# Deer Cocain



## Shaun69007 (Sep 2, 2009)

Alright I have no idea what is going on at my farm. I have a food plot at the top of my hill. In that food plot i recently put up my feeder, Moultre Infra-red camera and a deer cocain block. I poured the liquid over the block and let it sit. Last sunday i put that out and on monday the block itself was gone. This past sunday i put another one out and last night i check it too was gone. I dont think that there are people stealing a $4 item when my feeder, treestand and camer is within 20 yards, im going to stick my camer on the block when i get another one and see whats taking it. I cant imagine a deer draging it off and i have never had this happen before. Its not my buddies for sure screwing with me. I spread my good friends ashes about 50 yards from this spot last fall, so im wondering if he is freaking me out from beyond the grave  Any ideas???


----------



## BassBlaster (Jun 8, 2006)

That does sound weird. Post up some pics when you figure it out, I'm curious now too!!


----------



## ramfan (May 6, 2008)

Got any Feral Hogs down there? They could be your culprit.


----------



## negs (May 25, 2010)

bigfoot and he's a coke head!


----------



## ironman172 (Apr 12, 2009)

Maybe *****


----------



## willieg89 (Dec 5, 2008)

did u walk around in that area and check to see if the deer arent just moving the block around? or any other animal could be doing so?..just my guess. i use mineral licks a lot and sometimes i tend to find em 20-30 yards away from where i put them over night


----------



## Shaun69007 (Sep 2, 2009)

I looked all around and they are GONE! I cant imagine seeing a **** carring the big block over his shoulder walking on 2 legs away with it  I'll post when i get another one and move the camera. I'll catch that culprit  And no hogs that i know of. i live on the farm and hunted there for about 15 years and never seen one


----------



## Slawterr (Aug 18, 2009)

If hogs are the case, I'm more than willing to help you harvest a few.


----------



## davie1989 (Mar 31, 2010)

ever find out wat was taken ur blocks? theres been reports of a few bears in portage county where im at im not sure how far ya are away but mabe a bear or bobcat? or even few coyotes got them all over here they are a pain in a arse lol could be bigfoot he's gota eat right?


----------



## TPaco214 (Feb 16, 2005)

now im curious


----------



## alumcreeker (Nov 14, 2008)

put one of your blocks out and put a trail camera on it no way you cant see something unless its ghosts have you ever buried anyone out there lol jk


----------



## Treehog (Aug 18, 2010)

I second the bigfoot theory.


----------



## Scum_Frog (Apr 3, 2009)

Finally we may get a picture of the great sasquatch lol I cannot wait! lol


----------



## ezbite (May 25, 2006)

ironman172 said:


> Maybe *****


my guess too


----------



## Shaun69007 (Sep 2, 2009)

i never put another one out. i do plan on it though at some point. I'll let you know


----------



## Hilde (Oct 21, 2008)

Try cutting it with a little baby powder.


----------



## negs (May 25, 2010)

Hilde said:


> Try cutting it with a little baby powder.

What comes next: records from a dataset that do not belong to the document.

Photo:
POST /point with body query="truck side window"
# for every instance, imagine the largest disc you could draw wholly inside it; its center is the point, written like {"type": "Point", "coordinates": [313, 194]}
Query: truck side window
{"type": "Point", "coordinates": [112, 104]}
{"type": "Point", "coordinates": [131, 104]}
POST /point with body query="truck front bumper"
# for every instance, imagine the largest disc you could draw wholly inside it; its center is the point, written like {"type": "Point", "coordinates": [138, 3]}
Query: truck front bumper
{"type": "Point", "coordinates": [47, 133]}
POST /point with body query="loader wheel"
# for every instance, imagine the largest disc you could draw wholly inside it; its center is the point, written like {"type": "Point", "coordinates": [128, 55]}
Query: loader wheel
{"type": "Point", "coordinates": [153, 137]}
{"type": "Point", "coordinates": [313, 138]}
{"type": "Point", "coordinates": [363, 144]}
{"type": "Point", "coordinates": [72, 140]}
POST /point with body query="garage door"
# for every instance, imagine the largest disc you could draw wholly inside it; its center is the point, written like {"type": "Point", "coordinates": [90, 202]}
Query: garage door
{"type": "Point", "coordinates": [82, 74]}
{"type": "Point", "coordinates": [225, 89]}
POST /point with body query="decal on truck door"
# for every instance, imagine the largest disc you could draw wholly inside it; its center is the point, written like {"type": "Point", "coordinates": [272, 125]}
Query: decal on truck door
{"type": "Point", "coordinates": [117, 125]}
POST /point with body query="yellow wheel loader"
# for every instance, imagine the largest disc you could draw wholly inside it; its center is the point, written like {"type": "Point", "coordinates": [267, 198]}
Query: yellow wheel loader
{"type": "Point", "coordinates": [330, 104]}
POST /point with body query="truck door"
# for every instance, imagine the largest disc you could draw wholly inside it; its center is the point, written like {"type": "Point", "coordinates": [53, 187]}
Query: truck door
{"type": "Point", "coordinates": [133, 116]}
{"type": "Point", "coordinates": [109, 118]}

won't work bigfoot only likes the pure stuff! nothing stepped on


----------



## General (Oct 28, 2009)

Gotta be *****... My buddy put out the Acorn Rage blocks and got pictures of 2 raccoons rolling it away. I found it quite hilarious, he on the other hand was a little P O'ed


----------



## MuskieManOhio (Jun 29, 2008)

Ya its definately bigfoot, his wife probably kicked him out so he turned to the deer "cocaine" because his buddy the 160 inch whitetail told him it was the good stuff and it makes everything better!! rofl


----------